Como todos sabemos la postrera ocurrencia de la señora Bárcena es hilarante e ignorante. Recordemos un documento cuyo contenido ella de seguro conoce. Y si lo ignora, mejor salgamos de carrera.
Me refiero al acuerdo firmado durante la presidencia (muy breve, por cierto) de José Justo Corro, por parte de la nación mexicana y el régimen de María Cristina de Borbón viuda de Fernando VII, conocido (desde 1838) como tratado Santa María-Calatrava, por el ministro plenipotenciario mexicano, Miguel Santa María y el representante de la corona borbónica, José María Calatrava, Secretario del Despacho de Estado y Presidente del Consejo de ministros.
En ese documento, además de reconocerse plenamente la existencia del Estado mexicano, la independencia y la soberanía del país, se trazan líneas generales de colaboración y comercio.
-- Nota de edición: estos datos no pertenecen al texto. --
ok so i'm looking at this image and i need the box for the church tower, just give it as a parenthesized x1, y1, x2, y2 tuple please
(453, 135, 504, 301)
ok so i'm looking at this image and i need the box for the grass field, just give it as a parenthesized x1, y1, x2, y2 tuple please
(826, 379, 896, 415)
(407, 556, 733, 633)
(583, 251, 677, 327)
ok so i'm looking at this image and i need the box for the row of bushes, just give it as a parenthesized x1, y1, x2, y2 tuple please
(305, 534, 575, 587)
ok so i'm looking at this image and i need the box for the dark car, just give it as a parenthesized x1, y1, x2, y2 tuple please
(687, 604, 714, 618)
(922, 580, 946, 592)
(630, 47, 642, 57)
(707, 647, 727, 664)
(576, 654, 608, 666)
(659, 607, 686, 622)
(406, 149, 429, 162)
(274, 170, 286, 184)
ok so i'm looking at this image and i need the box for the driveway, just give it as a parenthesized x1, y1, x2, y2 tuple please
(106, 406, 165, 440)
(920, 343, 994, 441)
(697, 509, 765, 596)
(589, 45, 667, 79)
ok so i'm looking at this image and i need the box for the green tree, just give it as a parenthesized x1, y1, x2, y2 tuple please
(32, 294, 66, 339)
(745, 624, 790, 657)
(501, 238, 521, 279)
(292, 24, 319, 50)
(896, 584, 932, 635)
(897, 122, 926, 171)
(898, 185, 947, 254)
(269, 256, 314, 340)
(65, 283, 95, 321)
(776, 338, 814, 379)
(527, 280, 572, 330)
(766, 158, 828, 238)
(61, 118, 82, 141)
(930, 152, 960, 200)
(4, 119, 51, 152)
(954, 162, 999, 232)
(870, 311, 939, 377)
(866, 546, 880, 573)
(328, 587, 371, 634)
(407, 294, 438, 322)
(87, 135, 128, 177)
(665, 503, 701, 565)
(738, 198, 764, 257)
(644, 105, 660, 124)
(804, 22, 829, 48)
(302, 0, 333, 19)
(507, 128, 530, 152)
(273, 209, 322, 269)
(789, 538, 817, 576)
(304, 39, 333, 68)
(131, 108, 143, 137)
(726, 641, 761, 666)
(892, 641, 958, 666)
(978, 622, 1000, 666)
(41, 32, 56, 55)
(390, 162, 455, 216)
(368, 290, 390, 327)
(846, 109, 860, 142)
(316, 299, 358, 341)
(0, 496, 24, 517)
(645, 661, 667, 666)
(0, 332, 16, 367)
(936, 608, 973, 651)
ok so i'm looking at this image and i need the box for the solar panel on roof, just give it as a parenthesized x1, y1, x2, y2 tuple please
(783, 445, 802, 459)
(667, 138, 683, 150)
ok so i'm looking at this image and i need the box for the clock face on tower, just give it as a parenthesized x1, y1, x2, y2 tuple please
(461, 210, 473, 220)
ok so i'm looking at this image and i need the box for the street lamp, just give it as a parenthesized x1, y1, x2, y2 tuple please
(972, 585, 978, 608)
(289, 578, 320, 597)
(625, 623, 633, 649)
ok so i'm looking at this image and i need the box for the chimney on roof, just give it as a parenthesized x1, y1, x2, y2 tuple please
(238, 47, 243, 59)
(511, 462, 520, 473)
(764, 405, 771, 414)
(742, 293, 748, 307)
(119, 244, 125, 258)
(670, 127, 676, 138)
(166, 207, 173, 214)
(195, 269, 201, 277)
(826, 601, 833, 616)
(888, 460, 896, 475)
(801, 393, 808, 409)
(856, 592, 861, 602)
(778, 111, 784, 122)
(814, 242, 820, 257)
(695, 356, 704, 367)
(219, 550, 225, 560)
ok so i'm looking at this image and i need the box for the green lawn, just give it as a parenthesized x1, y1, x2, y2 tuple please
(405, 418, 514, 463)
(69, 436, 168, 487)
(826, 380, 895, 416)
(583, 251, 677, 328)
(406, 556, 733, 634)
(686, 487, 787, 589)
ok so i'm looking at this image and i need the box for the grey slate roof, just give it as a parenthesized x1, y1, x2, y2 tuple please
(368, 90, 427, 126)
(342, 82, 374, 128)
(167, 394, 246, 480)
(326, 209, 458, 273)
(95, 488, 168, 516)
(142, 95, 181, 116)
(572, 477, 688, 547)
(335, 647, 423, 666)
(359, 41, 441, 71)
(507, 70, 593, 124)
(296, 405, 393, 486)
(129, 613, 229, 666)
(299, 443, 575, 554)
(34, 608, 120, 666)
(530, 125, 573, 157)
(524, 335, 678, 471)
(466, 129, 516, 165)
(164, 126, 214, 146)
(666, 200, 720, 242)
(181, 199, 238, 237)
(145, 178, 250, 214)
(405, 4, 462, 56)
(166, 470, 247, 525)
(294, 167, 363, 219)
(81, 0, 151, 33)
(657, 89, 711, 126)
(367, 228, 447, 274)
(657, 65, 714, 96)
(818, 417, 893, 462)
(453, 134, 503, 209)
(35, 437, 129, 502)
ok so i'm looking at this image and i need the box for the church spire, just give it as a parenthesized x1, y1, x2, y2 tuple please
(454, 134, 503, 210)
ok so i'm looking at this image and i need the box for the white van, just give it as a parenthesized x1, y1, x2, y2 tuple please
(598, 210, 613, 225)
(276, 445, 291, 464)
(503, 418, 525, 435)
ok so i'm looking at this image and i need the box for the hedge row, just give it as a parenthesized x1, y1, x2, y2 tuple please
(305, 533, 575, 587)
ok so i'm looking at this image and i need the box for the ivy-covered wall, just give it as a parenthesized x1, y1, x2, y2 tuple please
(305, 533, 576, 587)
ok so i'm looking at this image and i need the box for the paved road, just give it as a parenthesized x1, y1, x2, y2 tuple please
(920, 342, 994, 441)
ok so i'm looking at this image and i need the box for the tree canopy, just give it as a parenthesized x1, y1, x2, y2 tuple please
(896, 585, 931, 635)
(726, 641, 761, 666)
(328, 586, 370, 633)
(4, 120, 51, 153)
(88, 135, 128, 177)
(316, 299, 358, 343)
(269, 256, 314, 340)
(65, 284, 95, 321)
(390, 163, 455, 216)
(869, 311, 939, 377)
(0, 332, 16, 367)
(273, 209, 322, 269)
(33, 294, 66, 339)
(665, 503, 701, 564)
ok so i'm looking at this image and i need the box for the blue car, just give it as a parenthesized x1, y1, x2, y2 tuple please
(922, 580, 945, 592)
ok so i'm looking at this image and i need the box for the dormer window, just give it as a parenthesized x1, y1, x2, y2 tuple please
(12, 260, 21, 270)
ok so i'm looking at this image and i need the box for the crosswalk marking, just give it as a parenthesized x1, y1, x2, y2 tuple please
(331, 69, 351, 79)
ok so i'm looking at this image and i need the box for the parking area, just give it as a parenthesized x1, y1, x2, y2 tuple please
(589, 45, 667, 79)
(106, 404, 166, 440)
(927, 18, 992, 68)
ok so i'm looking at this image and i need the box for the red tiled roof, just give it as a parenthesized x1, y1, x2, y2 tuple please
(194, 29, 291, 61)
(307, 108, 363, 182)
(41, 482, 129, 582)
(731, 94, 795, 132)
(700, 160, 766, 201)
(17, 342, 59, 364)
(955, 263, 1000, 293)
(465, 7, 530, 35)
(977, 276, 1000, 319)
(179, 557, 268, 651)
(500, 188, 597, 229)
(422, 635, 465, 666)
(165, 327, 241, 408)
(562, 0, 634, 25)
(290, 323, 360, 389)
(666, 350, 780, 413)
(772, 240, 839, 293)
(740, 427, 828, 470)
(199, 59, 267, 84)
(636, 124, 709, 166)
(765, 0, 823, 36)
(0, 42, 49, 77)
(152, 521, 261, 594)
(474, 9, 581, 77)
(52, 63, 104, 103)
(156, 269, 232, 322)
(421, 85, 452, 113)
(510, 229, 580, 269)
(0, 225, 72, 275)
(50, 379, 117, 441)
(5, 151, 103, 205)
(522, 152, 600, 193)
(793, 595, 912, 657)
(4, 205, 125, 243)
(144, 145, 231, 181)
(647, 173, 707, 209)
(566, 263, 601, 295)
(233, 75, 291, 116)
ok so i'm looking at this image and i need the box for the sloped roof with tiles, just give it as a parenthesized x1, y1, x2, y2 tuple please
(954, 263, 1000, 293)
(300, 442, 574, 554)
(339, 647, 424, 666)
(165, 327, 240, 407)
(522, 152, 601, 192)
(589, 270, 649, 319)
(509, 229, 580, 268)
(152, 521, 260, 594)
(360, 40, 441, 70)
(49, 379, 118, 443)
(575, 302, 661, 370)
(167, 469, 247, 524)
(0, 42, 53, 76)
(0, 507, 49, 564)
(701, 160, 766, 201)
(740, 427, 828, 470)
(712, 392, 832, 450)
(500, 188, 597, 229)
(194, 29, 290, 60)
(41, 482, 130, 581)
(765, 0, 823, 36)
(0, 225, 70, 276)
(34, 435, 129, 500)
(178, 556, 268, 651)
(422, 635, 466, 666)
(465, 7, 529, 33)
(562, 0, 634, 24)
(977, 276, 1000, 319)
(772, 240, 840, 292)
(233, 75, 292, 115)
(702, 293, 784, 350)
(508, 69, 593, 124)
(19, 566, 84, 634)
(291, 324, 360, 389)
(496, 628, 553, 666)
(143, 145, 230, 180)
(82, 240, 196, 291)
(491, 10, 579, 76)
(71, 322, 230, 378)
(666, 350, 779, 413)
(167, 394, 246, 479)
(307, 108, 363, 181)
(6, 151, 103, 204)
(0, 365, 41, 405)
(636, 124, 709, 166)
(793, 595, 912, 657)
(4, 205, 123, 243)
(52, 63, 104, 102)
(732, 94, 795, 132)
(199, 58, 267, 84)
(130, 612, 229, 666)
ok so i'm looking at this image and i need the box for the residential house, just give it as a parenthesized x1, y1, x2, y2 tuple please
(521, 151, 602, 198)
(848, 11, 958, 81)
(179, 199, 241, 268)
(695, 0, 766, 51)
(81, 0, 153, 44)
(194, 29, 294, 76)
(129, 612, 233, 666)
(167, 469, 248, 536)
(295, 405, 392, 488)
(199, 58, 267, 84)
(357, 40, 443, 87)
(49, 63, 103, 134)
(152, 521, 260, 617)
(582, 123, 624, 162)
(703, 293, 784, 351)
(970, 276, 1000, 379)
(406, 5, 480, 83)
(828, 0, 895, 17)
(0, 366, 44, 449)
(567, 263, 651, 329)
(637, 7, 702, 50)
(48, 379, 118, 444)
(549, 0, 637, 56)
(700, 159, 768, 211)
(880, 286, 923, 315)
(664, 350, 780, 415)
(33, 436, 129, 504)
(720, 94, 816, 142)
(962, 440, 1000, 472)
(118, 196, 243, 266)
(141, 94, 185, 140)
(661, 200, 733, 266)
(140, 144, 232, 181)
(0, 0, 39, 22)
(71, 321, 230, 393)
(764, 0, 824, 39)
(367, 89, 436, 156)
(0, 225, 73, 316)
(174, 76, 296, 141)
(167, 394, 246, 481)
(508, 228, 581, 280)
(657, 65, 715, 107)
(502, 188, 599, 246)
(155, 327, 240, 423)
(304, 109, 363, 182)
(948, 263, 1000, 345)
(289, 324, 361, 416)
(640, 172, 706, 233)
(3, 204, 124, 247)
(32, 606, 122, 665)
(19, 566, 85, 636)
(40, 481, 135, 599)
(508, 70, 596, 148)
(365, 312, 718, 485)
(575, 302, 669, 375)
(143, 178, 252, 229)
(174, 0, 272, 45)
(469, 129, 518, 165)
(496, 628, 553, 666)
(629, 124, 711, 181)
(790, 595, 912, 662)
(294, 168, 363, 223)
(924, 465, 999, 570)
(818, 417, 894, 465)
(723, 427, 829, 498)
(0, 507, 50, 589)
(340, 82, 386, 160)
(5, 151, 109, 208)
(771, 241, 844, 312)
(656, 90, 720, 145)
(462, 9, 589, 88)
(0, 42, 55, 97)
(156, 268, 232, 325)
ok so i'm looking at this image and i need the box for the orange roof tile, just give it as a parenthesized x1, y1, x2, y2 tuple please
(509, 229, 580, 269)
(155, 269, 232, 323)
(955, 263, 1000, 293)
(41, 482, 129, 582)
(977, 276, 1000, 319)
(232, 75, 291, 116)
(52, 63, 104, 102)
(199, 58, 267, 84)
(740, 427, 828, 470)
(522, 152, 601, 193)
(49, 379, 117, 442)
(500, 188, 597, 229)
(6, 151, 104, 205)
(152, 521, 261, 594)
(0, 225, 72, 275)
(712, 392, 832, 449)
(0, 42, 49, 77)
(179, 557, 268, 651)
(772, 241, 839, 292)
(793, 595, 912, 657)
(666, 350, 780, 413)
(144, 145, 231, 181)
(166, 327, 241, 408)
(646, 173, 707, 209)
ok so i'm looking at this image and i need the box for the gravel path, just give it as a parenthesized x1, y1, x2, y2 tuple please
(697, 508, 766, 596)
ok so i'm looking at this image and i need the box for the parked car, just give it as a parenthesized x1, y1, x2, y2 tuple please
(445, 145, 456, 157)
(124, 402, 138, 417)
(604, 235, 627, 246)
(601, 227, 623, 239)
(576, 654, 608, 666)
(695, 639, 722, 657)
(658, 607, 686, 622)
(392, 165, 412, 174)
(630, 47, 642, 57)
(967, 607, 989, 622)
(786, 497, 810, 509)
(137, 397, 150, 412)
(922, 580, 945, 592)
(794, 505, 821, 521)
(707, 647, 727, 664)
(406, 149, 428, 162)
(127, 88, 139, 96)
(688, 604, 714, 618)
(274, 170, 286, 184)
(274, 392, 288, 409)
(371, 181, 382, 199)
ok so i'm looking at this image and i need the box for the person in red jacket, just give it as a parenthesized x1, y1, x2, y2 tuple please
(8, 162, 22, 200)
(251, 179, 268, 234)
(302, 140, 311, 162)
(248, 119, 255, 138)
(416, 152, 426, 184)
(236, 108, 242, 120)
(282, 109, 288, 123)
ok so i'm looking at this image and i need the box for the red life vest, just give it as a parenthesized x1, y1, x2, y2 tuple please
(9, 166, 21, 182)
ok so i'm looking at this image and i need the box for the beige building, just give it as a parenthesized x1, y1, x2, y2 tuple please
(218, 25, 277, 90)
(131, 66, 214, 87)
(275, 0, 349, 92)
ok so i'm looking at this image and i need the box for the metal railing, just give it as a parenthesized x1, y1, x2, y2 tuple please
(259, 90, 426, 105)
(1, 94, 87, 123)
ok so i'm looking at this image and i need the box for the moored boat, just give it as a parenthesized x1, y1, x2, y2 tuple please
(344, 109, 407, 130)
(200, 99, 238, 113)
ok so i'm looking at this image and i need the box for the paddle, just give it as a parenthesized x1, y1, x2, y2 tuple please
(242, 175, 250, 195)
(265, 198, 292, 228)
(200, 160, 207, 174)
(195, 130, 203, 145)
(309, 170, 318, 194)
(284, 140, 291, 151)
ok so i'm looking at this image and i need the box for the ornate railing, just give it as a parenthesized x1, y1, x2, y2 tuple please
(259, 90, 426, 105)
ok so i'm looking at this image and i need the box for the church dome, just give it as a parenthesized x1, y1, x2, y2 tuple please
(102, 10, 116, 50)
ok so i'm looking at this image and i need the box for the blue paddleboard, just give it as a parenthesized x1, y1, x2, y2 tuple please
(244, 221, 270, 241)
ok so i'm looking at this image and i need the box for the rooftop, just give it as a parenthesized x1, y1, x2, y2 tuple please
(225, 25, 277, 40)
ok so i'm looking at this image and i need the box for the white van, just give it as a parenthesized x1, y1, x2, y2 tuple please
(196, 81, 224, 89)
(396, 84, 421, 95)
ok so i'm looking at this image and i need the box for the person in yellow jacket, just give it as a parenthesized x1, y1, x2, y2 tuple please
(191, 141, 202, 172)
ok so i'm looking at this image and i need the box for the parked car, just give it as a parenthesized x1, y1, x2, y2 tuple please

Fue como un bisabuelo de los actuales Tratados de Libre Comercio, tal y como tenemos con Canadá y Estados Unidos.
Eso nos lleva al ya dicho tratado, uno de cuyos párrafos nodales así reza:
“…Habrá total olvido de lo pasado y una amistad general y completa para todos los Mexicanos y Españoles, sin excepción alguna, que puedan hallarse expulsados, ausentes, desterrados, ocultos, ó que por acaso estuvieren presos ó coordinados sin conocimiento de los Gobiernos respectivos, cualquiera que sea el partido que hubiesen seguido durante las guerras y disensiones felizmente terminadas por el presente Tratado, en todo el tiempo de ellas, y hasta la ratificación del mismo.
“Y esta amnistía se estipula y ha de darse por alta interposición se S.M. Carlota en prueba del deseo que la anima de que se cimienten sobre principios de justicia y beneficie la estrecha amistad, paz y unión que desde ahora en adelante, y para siempre, han de conservarse entre Sus Súbditos y los Ciudadanos de la República Mexicana.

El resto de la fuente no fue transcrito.